Re: [PATCH 26/30] xfs: xfs_iflush() is no longer necessary

Dave Chinner <david@xxxxxxxxxxxxx> · Tue, 9 Jun 2020 07:37:50 +1000

On Mon, Jun 08, 2020 at 12:45:51PM -0400, Brian Foster wrote:
> On Thu, Jun 04, 2020 at 05:46:02PM +1000, Dave Chinner wrote:
> > From: Dave Chinner <dchinner@xxxxxxxxxx>
> > 
> > Now we have a cached buffer on inode log items, we don't need
> > to do buffer lookups when flushing inodes anymore - all we need
> > to do is lock the buffer and we are ready to go.
> > 
> > This largely gets rid of the need for xfs_iflush(), which is
> > essentially just a mechanism to look up the buffer and flush the
> > inode to it.

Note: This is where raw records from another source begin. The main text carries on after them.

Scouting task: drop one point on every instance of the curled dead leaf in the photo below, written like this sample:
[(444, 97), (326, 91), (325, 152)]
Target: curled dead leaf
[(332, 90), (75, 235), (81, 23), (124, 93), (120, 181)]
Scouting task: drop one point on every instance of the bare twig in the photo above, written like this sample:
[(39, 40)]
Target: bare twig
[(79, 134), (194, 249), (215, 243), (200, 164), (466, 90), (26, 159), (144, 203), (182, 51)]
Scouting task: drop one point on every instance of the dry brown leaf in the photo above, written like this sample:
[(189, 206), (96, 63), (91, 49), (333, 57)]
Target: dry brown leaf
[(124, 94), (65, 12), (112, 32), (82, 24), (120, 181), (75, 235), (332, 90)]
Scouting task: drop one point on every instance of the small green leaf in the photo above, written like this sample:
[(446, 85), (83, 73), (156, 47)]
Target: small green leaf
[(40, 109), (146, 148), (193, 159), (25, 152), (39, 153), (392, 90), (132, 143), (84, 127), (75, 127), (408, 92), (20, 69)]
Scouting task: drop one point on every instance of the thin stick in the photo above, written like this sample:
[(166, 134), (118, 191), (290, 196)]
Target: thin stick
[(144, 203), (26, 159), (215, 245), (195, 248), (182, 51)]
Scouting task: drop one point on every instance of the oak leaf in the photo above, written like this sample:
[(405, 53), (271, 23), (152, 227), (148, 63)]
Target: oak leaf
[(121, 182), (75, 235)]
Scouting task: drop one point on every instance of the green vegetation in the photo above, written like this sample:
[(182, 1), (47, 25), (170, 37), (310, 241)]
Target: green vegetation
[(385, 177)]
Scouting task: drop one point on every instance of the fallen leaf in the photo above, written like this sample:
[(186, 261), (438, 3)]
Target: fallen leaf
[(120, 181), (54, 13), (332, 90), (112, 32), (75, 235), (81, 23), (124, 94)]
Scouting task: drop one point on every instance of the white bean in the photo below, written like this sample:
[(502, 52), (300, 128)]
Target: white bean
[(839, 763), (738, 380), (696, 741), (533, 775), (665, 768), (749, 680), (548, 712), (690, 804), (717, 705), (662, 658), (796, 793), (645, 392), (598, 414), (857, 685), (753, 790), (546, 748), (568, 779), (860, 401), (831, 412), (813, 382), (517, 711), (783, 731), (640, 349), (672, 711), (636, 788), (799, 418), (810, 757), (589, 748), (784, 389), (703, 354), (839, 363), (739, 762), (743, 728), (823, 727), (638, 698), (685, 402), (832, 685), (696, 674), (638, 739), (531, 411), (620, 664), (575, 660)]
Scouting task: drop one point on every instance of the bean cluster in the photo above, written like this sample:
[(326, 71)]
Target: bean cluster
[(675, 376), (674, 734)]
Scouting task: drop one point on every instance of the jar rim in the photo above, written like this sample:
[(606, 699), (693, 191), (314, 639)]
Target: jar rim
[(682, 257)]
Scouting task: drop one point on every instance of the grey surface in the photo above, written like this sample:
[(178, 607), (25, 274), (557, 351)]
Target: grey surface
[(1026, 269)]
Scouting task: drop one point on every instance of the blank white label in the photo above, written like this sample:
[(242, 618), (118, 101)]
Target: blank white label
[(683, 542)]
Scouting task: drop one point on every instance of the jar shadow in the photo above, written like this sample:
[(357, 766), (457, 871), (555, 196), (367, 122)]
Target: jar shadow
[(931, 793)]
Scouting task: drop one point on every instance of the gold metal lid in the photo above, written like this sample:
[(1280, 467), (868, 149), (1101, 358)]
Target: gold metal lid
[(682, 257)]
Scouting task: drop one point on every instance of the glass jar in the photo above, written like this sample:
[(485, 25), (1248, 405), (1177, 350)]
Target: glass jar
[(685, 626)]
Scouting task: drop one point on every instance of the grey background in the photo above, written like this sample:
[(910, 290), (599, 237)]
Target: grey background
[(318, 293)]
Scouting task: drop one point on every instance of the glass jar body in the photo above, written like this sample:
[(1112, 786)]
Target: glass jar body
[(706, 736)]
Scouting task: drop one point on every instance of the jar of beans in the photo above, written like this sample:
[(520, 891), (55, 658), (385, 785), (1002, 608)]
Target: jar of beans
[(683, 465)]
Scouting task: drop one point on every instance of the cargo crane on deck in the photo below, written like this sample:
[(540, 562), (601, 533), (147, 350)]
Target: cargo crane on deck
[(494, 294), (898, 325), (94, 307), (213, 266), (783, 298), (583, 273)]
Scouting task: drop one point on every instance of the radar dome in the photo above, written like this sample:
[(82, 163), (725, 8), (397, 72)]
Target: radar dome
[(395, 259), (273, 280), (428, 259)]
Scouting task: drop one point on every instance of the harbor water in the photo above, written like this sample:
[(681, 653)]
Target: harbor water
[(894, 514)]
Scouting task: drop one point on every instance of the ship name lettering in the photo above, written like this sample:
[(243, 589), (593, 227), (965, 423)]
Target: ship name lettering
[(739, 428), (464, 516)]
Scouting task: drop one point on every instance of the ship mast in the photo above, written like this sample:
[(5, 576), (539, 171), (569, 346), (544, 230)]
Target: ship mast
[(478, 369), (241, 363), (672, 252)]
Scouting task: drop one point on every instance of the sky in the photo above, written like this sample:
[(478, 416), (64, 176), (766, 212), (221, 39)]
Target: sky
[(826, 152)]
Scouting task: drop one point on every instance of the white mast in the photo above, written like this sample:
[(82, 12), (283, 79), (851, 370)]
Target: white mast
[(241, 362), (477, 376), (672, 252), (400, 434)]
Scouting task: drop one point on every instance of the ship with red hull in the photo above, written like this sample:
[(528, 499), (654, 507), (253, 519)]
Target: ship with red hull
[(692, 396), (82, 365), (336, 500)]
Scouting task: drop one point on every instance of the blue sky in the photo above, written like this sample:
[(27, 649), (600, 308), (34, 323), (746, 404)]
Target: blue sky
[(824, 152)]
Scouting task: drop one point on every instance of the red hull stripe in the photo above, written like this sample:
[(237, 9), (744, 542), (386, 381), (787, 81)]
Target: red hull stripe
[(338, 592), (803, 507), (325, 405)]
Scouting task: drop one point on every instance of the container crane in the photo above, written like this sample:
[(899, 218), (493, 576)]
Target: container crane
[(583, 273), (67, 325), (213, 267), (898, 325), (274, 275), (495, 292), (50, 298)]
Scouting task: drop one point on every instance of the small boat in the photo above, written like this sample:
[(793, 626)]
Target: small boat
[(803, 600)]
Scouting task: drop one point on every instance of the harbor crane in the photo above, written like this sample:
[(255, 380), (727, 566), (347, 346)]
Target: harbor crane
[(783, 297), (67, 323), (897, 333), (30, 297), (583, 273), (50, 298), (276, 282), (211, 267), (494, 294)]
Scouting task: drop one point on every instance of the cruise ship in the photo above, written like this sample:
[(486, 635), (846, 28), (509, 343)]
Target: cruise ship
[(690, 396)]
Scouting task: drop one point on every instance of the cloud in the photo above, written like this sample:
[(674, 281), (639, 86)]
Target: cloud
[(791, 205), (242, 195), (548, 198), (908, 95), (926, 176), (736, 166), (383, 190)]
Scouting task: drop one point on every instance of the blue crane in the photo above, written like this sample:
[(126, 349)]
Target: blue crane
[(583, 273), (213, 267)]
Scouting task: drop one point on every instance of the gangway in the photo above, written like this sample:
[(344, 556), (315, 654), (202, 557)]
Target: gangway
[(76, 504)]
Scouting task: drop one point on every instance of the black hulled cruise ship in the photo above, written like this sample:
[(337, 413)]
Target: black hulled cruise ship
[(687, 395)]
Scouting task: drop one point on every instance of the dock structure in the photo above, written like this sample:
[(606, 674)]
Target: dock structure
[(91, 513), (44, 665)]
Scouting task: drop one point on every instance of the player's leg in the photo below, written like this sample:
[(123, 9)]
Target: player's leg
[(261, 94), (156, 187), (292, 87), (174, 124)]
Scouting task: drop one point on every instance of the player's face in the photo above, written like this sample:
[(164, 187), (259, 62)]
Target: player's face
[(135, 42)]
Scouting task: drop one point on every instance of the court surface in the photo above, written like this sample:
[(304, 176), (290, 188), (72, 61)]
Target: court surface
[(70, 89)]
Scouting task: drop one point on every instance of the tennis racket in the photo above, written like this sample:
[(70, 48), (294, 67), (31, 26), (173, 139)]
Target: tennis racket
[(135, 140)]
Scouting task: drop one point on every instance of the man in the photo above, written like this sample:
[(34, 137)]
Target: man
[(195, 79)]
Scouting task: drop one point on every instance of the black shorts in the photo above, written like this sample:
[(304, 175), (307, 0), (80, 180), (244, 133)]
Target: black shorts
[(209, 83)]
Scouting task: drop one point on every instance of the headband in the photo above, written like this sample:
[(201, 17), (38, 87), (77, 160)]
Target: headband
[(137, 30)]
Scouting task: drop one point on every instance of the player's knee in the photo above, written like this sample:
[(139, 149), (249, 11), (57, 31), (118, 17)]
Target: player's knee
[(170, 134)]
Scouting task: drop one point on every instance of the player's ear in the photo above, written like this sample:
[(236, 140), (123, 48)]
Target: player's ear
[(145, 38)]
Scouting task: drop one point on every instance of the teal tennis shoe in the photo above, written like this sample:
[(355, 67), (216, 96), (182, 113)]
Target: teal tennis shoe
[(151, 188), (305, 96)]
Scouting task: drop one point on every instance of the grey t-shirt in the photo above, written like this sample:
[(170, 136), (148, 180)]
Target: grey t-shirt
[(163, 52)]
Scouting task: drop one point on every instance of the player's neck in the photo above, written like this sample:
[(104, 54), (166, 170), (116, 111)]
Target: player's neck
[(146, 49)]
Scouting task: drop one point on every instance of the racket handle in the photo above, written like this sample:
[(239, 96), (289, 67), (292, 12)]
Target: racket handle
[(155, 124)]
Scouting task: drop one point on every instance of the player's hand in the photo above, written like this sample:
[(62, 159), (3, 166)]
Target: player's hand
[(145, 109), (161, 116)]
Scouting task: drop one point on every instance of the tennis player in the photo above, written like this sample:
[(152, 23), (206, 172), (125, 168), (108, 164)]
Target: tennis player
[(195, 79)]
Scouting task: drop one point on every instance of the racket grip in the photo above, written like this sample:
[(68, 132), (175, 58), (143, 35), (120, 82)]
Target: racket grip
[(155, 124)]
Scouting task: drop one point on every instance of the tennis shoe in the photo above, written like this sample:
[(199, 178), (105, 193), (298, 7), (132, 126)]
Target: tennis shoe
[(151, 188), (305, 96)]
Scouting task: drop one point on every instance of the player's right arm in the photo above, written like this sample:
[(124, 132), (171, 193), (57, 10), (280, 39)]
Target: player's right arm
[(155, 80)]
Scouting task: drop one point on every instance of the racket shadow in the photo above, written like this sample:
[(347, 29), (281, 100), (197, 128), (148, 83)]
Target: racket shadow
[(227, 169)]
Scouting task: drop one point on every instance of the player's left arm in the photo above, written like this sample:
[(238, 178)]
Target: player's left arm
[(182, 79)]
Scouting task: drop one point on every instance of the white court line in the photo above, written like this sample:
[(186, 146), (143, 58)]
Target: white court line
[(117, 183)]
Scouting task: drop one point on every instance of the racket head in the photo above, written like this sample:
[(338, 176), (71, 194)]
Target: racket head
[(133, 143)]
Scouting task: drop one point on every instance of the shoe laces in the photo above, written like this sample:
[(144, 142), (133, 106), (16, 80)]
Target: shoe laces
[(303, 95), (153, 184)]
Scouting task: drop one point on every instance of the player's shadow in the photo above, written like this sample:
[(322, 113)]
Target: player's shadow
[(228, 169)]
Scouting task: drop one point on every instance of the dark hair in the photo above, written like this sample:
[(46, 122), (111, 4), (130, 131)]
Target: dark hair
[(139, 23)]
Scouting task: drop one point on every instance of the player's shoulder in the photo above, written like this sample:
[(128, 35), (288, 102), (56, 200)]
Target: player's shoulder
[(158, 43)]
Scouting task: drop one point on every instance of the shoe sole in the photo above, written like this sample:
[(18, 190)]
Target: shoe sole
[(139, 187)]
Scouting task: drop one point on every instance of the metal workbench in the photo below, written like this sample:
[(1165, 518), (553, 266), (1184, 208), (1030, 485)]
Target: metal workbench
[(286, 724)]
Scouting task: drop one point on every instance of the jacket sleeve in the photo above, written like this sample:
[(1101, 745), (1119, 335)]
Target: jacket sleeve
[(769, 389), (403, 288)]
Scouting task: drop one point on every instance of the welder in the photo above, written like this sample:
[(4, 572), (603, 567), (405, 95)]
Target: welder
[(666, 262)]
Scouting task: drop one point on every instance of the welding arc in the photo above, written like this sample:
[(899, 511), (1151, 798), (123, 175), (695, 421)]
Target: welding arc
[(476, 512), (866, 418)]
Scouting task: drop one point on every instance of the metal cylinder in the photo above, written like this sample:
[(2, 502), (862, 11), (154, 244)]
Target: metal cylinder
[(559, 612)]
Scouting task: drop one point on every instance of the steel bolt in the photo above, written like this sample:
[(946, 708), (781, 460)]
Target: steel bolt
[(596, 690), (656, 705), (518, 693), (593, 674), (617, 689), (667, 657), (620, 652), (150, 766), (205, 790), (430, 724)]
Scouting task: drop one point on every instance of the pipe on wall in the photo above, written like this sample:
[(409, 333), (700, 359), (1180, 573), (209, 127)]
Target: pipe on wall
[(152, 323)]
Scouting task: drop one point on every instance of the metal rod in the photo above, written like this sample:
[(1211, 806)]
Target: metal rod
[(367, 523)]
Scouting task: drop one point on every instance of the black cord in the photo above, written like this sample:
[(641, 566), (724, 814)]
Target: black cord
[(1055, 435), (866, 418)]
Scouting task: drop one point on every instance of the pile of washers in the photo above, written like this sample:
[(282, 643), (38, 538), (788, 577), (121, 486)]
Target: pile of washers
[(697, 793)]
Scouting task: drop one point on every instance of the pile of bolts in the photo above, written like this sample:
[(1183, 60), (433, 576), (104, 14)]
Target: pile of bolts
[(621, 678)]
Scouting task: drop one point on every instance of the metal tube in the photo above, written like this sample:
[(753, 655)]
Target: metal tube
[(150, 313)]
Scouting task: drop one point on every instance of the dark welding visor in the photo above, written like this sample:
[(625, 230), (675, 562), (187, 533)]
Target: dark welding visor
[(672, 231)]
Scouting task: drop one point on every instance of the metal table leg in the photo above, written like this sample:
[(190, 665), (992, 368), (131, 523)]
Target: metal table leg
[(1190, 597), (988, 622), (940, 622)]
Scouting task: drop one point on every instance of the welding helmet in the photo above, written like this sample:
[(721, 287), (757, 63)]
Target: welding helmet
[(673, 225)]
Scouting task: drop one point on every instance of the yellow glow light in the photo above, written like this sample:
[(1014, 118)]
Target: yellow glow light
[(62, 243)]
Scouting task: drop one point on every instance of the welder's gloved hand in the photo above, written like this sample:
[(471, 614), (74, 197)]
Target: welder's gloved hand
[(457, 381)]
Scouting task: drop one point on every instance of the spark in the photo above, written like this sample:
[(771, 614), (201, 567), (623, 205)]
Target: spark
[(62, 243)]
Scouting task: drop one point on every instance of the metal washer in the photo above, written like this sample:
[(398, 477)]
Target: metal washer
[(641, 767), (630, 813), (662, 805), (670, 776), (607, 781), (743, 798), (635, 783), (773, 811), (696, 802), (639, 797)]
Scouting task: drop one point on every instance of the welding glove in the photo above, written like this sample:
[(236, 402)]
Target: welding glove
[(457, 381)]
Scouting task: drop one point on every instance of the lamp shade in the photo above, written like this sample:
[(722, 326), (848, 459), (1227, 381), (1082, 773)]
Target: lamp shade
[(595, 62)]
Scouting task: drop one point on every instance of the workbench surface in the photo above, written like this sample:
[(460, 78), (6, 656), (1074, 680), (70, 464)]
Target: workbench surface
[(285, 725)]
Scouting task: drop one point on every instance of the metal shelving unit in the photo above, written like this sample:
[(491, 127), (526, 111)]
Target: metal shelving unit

Instead, we can just call xfs_iflush_cluster() with a
> > few modifications to ensure it also flushes the inode we already
> > hold locked.
> > 
> > This allows the AIL inode item pushing to be almost entirely
> > non-blocking in XFS - we won't block unless memory allocation
> > for the cluster inode lookup blocks or the block device queues are
> > full.
> > 
> > Writeback during inode reclaim becomes a little more complex because
> > we now have to lock the buffer ourselves, but otherwise this change
> > is largely a functional no-op that removes a whole lot of code.
> > 
> > Signed-off-by: Dave Chinner <dchinner@xxxxxxxxxx>
> > Reviewed-by: Darrick J. Wong <darrick.wong@xxxxxxxxxx>
> > ---
> 
> Looks mostly reasonable..
> 
> >  fs/xfs/xfs_inode.c      | 106 ++++++----------------------------------
> >  fs/xfs/xfs_inode.h      |   2 +-
> >  fs/xfs/xfs_inode_item.c |  54 +++++++++-----------
> >  3 files changed, 37 insertions(+), 125 deletions(-)
> > 
> > diff --git a/fs/xfs/xfs_inode.c b/fs/xfs/xfs_inode.c
> > index af65acd24ec4e..61c872e4ee157 100644
> > --- a/fs/xfs/xfs_inode.c
> > +++ b/fs/xfs/xfs_inode.c
> ...
> > @@ -3688,6 +3609,7 @@ xfs_iflush_int(
> >  	ASSERT(ip->i_df.if_format != XFS_DINODE_FMT_BTREE ||
> >  	       ip->i_df.if_nextents > XFS_IFORK_MAXEXT(ip, XFS_DATA_FORK));
> >  	ASSERT(iip != NULL && iip->ili_fields != 0);
> > +	ASSERT(iip->ili_item.li_buf == bp);
> 
> FWIW, the previous assert includes an iip NULL check.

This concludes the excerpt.